Dalam analisis menggunakan teori strukturalisme Robert Stanton, unsur fiksi dibagi menjadi tiga kategori, yaitu fakta cerita, sarana sastra dan tema. Menurut Stanton fakta cerita terdiri dari alur, karakter, dan latar. Tema, serta sarana sastra yang mencakup 3 hal, yaitu judul, sudut pandang, dan gaya bahasa.

Novel ini menceritakan bagaimana perjalanan Marja, Parang Jati bersama Jacques, seorang arkeolog dari Prancis mengunjungi dan meneliti sebuah candi yang baru ditemukan di kaki gunung Lawu, perbatasan Jawa Tengah dan Jawa Timur. Candi yang baru ditemukan itu diberikan nama Candi Calwanarang berdasarkan nama dari Calwanarang, seorang ratu teluh yang ada pada zaman Kerajaan Kahuripan yang dipimpin oleh Airlangga. Di tengah perjalanan mereka meneliti candi yang baru ditemukan tersebut perasaan Marja terhadap Parang Jati pun mulai berubah. Marja tidak lagi memandang Parang Jati sebagai sahabat tapi ia mulai jatuh hati kepada Parang Jati.

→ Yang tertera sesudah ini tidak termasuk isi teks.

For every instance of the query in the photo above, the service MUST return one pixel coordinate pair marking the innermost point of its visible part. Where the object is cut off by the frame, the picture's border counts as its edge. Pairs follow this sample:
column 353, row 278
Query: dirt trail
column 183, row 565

Unsur pertama dalam teori ini adalah fakta cerita yang terbagi atas alur, karakter dan latar. Novel ini menggunakan alur linear, di mana diceritakan bagaimana perjalanan Marja dan juga Parang Jati bersama Jacques, arkeolog dari Prancis untuk mengunjungi dan meneliti sebuah candi yang baru ditemukan di kaki gunung Lawu, perbatasan Jawa Tengah dan Jawa Timur. Menceritakan bagaimana perasaan Marja yang terbawa suasana, berakhir  menyebabkan ia memiliki perasaan yang tidak seharusnya kepada sahabatnya Parang Jati, padahal ia telah memiliki kekasih yaitu Yuda yang juga merupakan sahabat dari mereka. Yuda tidak dapat membersamai keduanya karena sedang di Bandung, berlatih bersama militer sebagai partner latihan panjat tebing dari pihak sipil profesional. Yuda menyembunyikan hal tersebut karena Parang Jati tidak menyukai hal-hal yang bersangkutan dengan pihak militer.

Tokoh Marja memiliki karakter yang mudah terbawa suasana, serta emosional. Hal inilah yang nantinya dapat membuat Marja mengkhianati kekasihnya, Yuda. Meskipun pada akhir cerita digambarkan Marja sadar, bahwa ia harus terus mempertahankan komitmennya dengan Yuda. Hubungannya dengan Parang Jati dan Yuda harus kembali lagi seperti semula, hanya sebagai sahabat. Tokoh Parang Jati memiliki karakter yang sabar, pintar, ia juga diceritakan sebagai sosok yang menghormati perempuan. Sedangkan Yuda digambarkan sebagai sosok yang bebas dan juga terbuka. Karakter yang bertolak belakang antara Yuda dan juga Parang Jati yang membuat Marja merasa nyaman dengan Parang Jati karena ia tidak menemukan sifat-sifat Parang Jati pada Yuda. Terdapat juga karakter ahli arkeolog asal Perancis yaitu Jacques yang blak-blakan serta dapat membaca situasi dengan cepat. Awal mula Marja menyadari perasaannya yang berbeda kepada Parang Jati dengan kehadiran Jacques yang membuat semuanya menjadi jelas. Ada tokoh Musa Wanara yang digambarkan sebagai tokoh yang percaya pada hal-hal mistis. Ia digambarkan sebagai seseorang yang haus akan ilmu mistis.  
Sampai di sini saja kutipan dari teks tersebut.